How does that change anything at all? Take any of the plaintiffs in the Stable Diffusion lawsuit. Let’s say that their work was left out of the training data or if it was allowed to remain that the tool never reproduced training data… is Stable Diffusion any more or any less useful? Is literally anyone using Stable Diffusion with the intent to reproduce one of the plaintiff's copyright protected works?

1 comments

> Let’s say that their work was left out of the training data or if it was allowed to remain that the tool never reproduced training data… is Stable Diffusion any more or any less useful?

This doesn't really have much to do with copyright.

> Is literally anyone using Stable Diffusion with the intent to reproduce one of the plaintiff's copyright protected works?

Intent isn't really a factor in terms of damages for copyright infringement. But I assume we'll figure out the extend of the damages if/when damages are awarded, since that's when they measure it out. Granted, I expect the liable parties to settle far before it gets to that; the payout seems cheap (~100k - 1m) relative to the risk (penalties for copyright infringement are per unit, and it's easy to hit millions of units on the internet).
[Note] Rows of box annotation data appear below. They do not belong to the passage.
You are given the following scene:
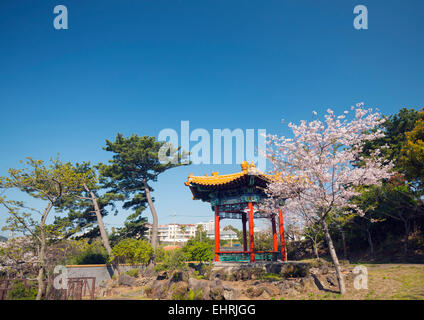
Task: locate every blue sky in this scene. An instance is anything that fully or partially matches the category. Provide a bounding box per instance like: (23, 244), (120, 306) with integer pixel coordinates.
(0, 0), (424, 234)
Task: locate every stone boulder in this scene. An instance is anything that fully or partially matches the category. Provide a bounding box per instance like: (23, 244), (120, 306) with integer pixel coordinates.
(118, 273), (137, 287)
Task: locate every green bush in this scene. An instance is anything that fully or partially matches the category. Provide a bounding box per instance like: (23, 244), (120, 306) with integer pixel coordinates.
(183, 239), (214, 262)
(7, 281), (37, 300)
(155, 247), (168, 263)
(125, 269), (139, 278)
(71, 247), (109, 265)
(261, 273), (281, 281)
(155, 249), (188, 271)
(110, 239), (153, 265)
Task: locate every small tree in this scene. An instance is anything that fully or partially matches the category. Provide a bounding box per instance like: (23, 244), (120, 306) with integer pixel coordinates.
(100, 133), (188, 249)
(267, 104), (392, 294)
(0, 157), (91, 300)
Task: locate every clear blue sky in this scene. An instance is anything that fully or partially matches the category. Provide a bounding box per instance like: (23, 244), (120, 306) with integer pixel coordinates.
(0, 0), (424, 235)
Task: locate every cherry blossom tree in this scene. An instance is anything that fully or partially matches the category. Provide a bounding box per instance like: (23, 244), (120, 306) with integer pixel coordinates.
(264, 103), (393, 294)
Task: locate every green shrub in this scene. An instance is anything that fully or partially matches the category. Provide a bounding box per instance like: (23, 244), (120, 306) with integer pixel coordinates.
(125, 269), (139, 278)
(110, 239), (153, 265)
(7, 281), (37, 300)
(183, 239), (214, 262)
(71, 246), (109, 265)
(155, 247), (168, 263)
(155, 249), (188, 271)
(261, 273), (281, 281)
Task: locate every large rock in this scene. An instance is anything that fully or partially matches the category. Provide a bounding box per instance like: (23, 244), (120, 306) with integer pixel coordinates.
(280, 263), (311, 278)
(188, 278), (210, 300)
(118, 273), (137, 287)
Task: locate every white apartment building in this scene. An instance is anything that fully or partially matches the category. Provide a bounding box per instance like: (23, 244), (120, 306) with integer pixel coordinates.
(158, 223), (196, 244)
(196, 220), (215, 239)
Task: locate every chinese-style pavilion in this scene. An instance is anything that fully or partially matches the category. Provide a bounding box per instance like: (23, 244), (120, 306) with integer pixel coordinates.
(185, 161), (287, 262)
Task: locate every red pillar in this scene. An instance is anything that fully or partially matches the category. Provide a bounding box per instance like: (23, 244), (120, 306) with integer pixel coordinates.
(249, 202), (255, 262)
(271, 215), (278, 260)
(241, 214), (247, 251)
(278, 209), (287, 261)
(215, 205), (219, 261)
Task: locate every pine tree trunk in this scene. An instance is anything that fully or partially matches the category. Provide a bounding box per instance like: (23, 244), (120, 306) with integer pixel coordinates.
(84, 184), (119, 277)
(143, 179), (158, 250)
(35, 201), (53, 300)
(321, 219), (346, 294)
(367, 229), (374, 256)
(341, 229), (347, 260)
(36, 226), (46, 300)
(313, 242), (319, 259)
(403, 220), (409, 257)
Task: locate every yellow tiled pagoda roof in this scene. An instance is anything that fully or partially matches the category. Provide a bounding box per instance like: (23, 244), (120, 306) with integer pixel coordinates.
(185, 161), (274, 186)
And yes, a lawyer for the defense will show that, unlike a zip file of photos that can ONLY be copies of protected works and that anyone distributing such a zip file cannot reasonably say that they are expecting non-infringing works, with Stable Diffusion there is basically no one expecting to get copies of any of the plaintiffs protected works.

Like, literally no one who made or uses SD knows or cares about the plaintiffs, is interested in their drawing style, and even remotely interested in any of their individual protected works. If I were the defendants I would train a model without any of the plaintiffs’ work and then show the court that the results for an astronaut riding a horse are no worse without their works.

And no, some lawyer is not going to scream out “objection, intent has nothing to do with copyright”, because, again, all that is meant by the intent is this: if Stable Diffusion output an image but your intent was not to copy another image… well too bad, you’re still infringing… this all happens where the liability for disseminating the copy and foregoing any fair use is on the person using the tool. Is using the tool worth the risk? Maybe not!

The intentions of the toolmakers are very important to the courts. A tool like a torrent website that does literally nothing to police their content and even actively promotes piracy is going to be treated differently than publicdomaintorrents.info.

> > Let’s say that their work was left out of the training data or if it was allowed to remain that the tool never reproduced training data… is Stable Diffusion any more or any less useful?

> This doesn't really have much to do with copyright.

It is not specific to copyright but any private wrong heard by the courts needs a clearly defined plaintiff, defendant and property in question.

How can the plaintiffs accuse anyone of infringing on their copyrights when no one has used the tool to produce the protected works? Which of their specific works was infringed upon? Is that specific work a requirement for the tool to function?

The plaintiffs seem to be “everyone” and their property “every single digital image”, which is legally incoherent. How exactly would someone reasonably ask permission for every single digital image? Is everyone entitled to part of the settlement or just the plaintiff’s and their lawyers?

Intent is absolutely a factor when accessing the tool. Intent is not a factor when accessing the infringing work.

The intentions of Sony when they manufactured the Betamax VCR were absolutely taken into consideration in the judgment.